Figure 5. Dexamethasone stimulated TH gene transcription and induced TH mRNA and TH protein in MN9D cells

(A) MN9D cells were treated with different concentrations of dexamethasone for 24 hr and TH mRNA and TH primary transcripts were measured using semiquantitative RT-PCR (for the autoradiogram) and quantitative RT-PCR (for the complete concentration-response curve). The data represent the means ± SE from 3 dishes. Dexamethasone concentrations of 30 uM or greater yielded significant increases in both TH mRNA and TH RNA primary transcripts (p < .05). (B) MN9D cells were treated with 0.1 uM dexamethasone for different periods of time and TH mRNA and TH RNA primary transcripts were measured using quantitative RT-PCR. The data represent the means ± SE from 6 dishes. (D) MN9D cells were treated with 0.1 uM dexamethasone for different periods of time and TH protein was measured using western analysis and TH activity was assayed using 4 mM 6MPH₄. The data represents the means ± SE from 3 dishes. (D) MN9D cells were treated with 0.1 uM dexamethasone in the presence or absence of different concentrations of mifepristone for 24 hr.

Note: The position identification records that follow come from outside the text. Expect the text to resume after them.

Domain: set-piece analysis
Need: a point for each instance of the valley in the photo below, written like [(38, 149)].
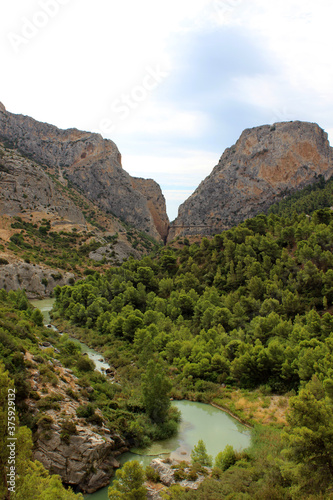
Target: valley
[(230, 306)]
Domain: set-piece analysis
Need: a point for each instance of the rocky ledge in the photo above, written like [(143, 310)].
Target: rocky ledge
[(37, 281), (266, 164), (83, 453)]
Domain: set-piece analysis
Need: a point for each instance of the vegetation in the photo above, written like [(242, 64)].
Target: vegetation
[(243, 320), (248, 310), (129, 483)]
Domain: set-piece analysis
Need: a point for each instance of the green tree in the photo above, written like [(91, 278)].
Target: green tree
[(129, 483), (225, 458), (309, 440), (155, 391), (199, 455)]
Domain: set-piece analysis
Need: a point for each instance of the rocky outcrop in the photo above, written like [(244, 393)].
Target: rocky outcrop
[(37, 281), (92, 165), (86, 461), (166, 472), (26, 187), (114, 253), (264, 165), (156, 203), (83, 453)]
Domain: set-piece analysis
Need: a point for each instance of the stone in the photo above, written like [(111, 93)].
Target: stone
[(37, 280), (266, 164), (91, 164), (165, 472)]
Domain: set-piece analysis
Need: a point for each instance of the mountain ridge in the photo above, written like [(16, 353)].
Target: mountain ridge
[(264, 165), (93, 166)]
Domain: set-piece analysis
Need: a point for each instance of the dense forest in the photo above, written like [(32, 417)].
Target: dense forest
[(246, 312), (248, 309)]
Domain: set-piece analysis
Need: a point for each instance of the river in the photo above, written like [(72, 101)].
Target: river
[(199, 421)]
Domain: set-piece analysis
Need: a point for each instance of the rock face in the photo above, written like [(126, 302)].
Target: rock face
[(84, 458), (93, 166), (37, 281), (156, 203), (25, 186), (264, 165), (86, 461)]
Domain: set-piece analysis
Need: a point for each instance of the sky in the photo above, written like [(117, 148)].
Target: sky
[(173, 83)]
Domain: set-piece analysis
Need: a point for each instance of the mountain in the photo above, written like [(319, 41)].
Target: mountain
[(90, 164), (265, 165)]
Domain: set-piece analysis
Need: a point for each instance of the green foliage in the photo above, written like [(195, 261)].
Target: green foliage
[(225, 458), (128, 484), (199, 455), (155, 391), (309, 440)]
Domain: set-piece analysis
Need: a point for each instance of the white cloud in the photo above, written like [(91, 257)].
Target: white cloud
[(178, 175)]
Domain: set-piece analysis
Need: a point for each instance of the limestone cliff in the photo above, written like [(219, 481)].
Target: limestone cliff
[(26, 188), (92, 165), (264, 165), (37, 281), (85, 457)]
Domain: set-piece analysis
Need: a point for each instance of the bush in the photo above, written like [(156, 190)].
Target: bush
[(68, 429), (85, 364), (85, 411), (45, 422), (225, 458), (152, 474)]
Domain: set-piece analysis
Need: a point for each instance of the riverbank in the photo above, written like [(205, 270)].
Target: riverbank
[(248, 407)]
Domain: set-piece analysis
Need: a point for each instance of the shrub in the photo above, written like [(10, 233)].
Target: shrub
[(85, 411), (152, 474)]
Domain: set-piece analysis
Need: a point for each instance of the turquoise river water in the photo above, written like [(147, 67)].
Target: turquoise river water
[(199, 421)]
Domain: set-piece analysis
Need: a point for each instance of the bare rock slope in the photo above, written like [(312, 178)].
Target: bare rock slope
[(264, 165), (93, 166)]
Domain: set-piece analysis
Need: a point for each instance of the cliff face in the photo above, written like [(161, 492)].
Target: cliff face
[(86, 459), (264, 165), (92, 165), (26, 187)]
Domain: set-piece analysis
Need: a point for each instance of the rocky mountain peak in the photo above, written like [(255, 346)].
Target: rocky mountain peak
[(266, 164), (93, 166)]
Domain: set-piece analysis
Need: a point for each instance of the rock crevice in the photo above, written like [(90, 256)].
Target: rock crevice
[(266, 164)]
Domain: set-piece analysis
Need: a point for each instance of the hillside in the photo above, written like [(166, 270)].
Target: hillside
[(266, 164), (242, 320), (92, 165)]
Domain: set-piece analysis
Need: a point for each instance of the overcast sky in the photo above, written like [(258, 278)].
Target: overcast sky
[(171, 82)]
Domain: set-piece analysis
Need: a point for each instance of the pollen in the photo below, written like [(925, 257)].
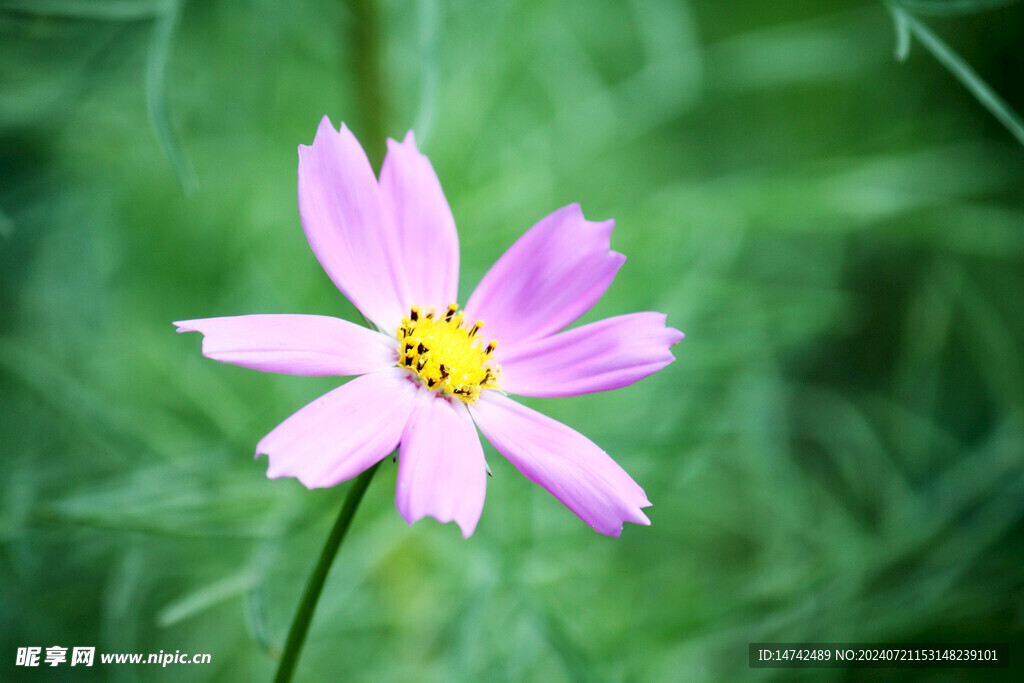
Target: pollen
[(446, 355)]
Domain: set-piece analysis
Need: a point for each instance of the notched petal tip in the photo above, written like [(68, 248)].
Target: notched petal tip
[(465, 527)]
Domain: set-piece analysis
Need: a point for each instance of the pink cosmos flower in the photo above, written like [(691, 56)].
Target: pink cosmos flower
[(430, 371)]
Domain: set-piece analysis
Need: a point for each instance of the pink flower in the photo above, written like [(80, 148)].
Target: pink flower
[(430, 371)]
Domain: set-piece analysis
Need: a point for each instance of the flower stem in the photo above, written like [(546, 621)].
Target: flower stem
[(304, 614)]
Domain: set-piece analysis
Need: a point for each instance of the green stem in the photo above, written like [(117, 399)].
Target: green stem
[(304, 614)]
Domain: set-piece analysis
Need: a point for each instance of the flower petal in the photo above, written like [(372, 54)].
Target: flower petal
[(428, 243), (294, 344), (348, 229), (441, 470), (571, 467), (343, 432), (547, 280), (602, 355)]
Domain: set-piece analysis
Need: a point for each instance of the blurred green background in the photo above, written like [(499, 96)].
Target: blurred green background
[(837, 454)]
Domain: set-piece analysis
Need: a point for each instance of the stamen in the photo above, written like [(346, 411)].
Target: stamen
[(446, 356)]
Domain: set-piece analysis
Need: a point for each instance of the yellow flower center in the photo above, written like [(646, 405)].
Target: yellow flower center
[(446, 356)]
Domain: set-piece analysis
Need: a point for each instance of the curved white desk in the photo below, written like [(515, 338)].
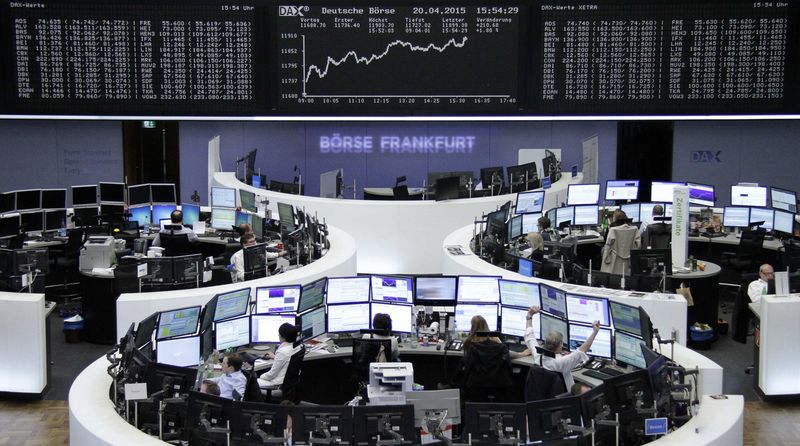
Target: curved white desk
[(397, 237), (667, 311), (340, 260)]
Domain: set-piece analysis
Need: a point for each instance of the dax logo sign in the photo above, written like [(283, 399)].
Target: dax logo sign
[(706, 156)]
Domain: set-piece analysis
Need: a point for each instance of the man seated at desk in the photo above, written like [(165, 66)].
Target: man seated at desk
[(758, 287), (176, 218)]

TH RNA primary transcripts expressing genomic intron-2 sequences (filled squares) and mature TH mRNA transcripts (filled circles) were measured using quantitative RT-PCR. GAPDH mRNA transcripts were also measured using this assay and these values were used for normalization purposes. Values for TH RNA primary gene transcripts in control and dexamethasone-treated cells (without mifepristone) and expressed as fold-increases) were 1.0 ± 0.1 and 1.9 ± 0.2, respectively (p < .05). Values for TH mRNA transcripts in control and dexamethasone-treated cells were 1.0 ± 0.1 and 2.5 ± 0.2, respectively (p < .01). The data represent the means ± SE from 5–6 dishes. a: p < .05 compared to control values.